We're not terrorists! say photographers
Ever taken a photograph of something and got the long arm of the law getting involved? If you were taking pictures of a top secret government bunker, then you've little cause to complain... but if you were snapping something innocent, then the police should not be getting involved, right?
Well, hundreds of amateur and professional photographers are expected to gather in Trafalgar Square tomorrow to defend their right to take pictures in public places.
Starting at noon, this flash mob (geddit? Camera flash? Oh piss off, you're impossible you lot) will get together en masse after the gathering was organised by 'I'm a Photographer, Not a Terrorist', a group set up by professional photographers last year.
The event comes on the back of a series of 'high-profile detentions' under Section 44 of the Terrorism Act. Amongst these detentions was architectural photographer Grant Smith who sparked a security alert in London while taking a pictures of a church.
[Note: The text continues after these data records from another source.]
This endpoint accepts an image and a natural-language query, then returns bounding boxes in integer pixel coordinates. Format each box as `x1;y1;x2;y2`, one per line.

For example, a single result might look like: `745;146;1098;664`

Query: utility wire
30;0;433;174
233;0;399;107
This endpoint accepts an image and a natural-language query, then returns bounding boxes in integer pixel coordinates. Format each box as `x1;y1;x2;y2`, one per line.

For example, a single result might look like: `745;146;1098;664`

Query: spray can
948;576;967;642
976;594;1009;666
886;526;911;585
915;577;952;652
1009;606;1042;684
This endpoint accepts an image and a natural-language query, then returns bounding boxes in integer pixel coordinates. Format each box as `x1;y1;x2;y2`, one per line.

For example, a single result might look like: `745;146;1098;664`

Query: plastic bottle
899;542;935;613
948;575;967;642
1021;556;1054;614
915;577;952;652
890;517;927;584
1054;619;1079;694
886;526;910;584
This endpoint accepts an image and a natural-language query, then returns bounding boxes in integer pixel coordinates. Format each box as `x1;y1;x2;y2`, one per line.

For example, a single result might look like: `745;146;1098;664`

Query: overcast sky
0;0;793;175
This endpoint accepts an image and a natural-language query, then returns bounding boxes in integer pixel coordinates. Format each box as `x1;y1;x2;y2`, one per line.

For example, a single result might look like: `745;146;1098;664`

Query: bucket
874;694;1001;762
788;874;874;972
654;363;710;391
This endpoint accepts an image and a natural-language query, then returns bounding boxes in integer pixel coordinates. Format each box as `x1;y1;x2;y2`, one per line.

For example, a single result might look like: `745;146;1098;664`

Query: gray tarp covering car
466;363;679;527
Around the same time, BBC photographer Jeff Overs told the Andrew Marr Show that he was stopped and questioned by the police after he took a picture of St Paul's Cathedral.
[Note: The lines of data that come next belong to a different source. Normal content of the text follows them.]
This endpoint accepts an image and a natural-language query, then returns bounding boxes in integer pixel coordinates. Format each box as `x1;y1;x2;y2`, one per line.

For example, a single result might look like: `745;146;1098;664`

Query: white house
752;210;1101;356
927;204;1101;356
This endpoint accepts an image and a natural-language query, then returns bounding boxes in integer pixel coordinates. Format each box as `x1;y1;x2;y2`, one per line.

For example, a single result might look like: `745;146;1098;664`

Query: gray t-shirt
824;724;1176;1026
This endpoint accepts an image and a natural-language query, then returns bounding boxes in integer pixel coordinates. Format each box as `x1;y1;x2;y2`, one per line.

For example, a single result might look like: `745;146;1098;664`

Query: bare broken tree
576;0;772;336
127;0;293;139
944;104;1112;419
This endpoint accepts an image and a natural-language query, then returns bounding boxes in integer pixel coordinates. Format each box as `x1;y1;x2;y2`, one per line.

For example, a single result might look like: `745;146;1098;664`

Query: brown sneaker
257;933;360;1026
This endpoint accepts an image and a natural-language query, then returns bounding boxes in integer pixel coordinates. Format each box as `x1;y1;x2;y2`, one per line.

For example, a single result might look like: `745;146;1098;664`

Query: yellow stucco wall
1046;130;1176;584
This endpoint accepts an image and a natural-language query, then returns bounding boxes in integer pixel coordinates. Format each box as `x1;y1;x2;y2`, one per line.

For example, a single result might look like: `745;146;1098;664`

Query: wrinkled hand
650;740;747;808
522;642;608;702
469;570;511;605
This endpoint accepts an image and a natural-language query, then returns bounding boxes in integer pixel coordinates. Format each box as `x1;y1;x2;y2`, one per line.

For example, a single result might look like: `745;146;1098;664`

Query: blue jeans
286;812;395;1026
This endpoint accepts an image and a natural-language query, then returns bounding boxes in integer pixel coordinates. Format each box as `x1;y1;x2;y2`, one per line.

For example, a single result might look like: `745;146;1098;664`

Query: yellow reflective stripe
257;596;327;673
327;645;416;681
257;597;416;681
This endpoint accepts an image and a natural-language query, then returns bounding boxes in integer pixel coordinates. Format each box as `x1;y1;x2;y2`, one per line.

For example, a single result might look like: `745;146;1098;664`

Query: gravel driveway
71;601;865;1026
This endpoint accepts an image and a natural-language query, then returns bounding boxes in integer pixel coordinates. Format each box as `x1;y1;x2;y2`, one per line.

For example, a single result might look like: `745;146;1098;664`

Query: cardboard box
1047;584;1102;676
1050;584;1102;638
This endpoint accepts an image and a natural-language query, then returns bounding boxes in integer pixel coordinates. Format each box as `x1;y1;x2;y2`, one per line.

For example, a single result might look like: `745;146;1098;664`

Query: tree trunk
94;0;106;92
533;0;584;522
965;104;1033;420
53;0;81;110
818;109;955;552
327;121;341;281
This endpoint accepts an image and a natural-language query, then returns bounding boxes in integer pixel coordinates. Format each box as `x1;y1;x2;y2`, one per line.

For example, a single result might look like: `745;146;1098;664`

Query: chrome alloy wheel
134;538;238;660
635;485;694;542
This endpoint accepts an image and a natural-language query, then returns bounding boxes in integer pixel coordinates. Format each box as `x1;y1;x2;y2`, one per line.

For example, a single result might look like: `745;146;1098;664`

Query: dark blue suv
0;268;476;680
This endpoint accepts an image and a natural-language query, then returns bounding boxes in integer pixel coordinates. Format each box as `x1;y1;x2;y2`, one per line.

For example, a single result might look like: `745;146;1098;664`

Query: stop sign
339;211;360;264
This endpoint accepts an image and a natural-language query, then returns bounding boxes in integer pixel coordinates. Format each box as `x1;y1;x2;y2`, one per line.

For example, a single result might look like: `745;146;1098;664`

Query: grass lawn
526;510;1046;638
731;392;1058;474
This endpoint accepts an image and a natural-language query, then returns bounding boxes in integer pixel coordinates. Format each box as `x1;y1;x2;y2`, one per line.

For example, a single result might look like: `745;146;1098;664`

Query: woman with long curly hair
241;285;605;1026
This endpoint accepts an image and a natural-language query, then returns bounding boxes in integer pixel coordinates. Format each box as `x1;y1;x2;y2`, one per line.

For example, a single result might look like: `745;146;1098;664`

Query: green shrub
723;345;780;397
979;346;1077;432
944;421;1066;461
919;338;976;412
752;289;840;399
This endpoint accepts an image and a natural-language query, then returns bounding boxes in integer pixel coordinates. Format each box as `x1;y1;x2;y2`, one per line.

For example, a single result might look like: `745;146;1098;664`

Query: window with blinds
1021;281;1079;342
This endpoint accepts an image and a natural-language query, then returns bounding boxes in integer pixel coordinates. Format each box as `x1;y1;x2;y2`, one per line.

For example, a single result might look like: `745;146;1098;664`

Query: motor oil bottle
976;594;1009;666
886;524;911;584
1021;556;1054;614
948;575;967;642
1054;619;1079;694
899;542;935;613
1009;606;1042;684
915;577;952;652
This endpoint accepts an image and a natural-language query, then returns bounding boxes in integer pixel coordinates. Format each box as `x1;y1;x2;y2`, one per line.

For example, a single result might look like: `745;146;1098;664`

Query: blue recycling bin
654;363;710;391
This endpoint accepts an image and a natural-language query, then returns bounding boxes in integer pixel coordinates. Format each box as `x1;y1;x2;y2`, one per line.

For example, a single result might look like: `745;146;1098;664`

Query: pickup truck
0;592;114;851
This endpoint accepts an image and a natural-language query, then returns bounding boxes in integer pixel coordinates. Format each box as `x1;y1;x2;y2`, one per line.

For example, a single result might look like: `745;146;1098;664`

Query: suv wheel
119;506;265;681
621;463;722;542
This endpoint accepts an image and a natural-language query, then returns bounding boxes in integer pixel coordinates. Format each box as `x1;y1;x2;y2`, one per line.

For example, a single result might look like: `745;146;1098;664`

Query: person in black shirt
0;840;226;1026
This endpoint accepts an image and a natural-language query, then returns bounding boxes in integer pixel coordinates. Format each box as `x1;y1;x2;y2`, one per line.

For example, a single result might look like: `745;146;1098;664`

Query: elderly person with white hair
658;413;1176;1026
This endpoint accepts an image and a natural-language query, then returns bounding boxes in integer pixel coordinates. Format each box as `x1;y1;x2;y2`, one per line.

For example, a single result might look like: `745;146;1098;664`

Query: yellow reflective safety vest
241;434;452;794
That's nothing compared to Roy Jhuboo who was out taking some pictures and suddenly found himself surrounded by policemen who had all arrived in two police vans. The police told Roy that he could have been on a 'reconnaissance mission' to launch a 'rocket' on nearby Canary Wharf.
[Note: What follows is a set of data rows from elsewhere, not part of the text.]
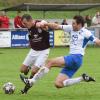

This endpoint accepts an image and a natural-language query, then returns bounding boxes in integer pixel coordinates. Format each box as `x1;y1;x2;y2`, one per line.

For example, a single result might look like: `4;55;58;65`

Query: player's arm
45;23;62;30
36;20;48;30
94;38;100;46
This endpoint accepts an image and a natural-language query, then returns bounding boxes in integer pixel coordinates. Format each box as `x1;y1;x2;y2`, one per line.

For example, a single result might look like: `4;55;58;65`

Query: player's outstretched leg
82;73;95;82
20;74;32;94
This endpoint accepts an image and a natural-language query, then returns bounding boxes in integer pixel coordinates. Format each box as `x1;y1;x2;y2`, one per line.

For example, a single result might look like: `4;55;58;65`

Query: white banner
0;31;11;47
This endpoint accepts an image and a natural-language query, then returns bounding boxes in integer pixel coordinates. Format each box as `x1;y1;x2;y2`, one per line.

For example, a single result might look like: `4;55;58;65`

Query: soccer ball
3;82;15;94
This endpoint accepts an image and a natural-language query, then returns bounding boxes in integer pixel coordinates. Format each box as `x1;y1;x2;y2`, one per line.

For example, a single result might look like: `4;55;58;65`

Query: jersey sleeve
60;25;72;33
84;30;97;42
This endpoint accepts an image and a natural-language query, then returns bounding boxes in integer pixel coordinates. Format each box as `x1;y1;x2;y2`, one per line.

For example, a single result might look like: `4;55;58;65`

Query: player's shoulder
81;27;91;34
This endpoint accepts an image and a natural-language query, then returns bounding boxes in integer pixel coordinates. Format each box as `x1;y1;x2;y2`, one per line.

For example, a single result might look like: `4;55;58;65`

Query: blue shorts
61;54;83;78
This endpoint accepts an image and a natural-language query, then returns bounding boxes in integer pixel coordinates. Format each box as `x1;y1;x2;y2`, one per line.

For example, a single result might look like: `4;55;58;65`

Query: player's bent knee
47;60;54;68
20;67;28;73
55;81;63;88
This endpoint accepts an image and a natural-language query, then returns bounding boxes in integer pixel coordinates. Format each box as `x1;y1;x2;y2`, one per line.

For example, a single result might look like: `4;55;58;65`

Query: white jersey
60;25;96;55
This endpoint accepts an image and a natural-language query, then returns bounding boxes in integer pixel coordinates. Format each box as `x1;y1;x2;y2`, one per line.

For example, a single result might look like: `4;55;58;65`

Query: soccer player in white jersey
21;16;100;93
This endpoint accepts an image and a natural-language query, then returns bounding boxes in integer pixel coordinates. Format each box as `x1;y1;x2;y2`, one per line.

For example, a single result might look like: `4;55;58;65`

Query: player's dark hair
73;15;85;27
21;14;32;21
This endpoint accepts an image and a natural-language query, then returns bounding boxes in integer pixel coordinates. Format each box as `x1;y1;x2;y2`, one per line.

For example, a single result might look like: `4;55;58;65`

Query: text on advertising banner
11;30;29;47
If it wasn't true, it would almost be comical.
Section 44 law allows police officers to stop and search people without grounds for suspicion, despite the fact that the European Court of Human Rights recently ruled that police use of this Stop and Search is unlawful. Naturally, the Home Office plans to appeal the decision. Idiots.
Ahead of tomorrow's event, its organisers released a statement which reads: 'Our society's visual history is under threat of extinction by anti-terrorism legislation. Section 44 of the Terrorism Act has, in effect, ended the confidence of the citizen to engage in the act of photography in a public place as photographers, artists and illustrators - amateur and professional - are harassed by police invoking terrorism legislation to stop and search them.
'The act of documenting our street scenes and public life, our built environment, whether iconic or not, is now considered to be an act of hostile reconnaissance and could result in the detention of the image maker.'
So yeah, if you're in London tomorrow, get to Trafalgar Square around ten past noon and you might be able to see some photographers getting clobbered with rubber batons.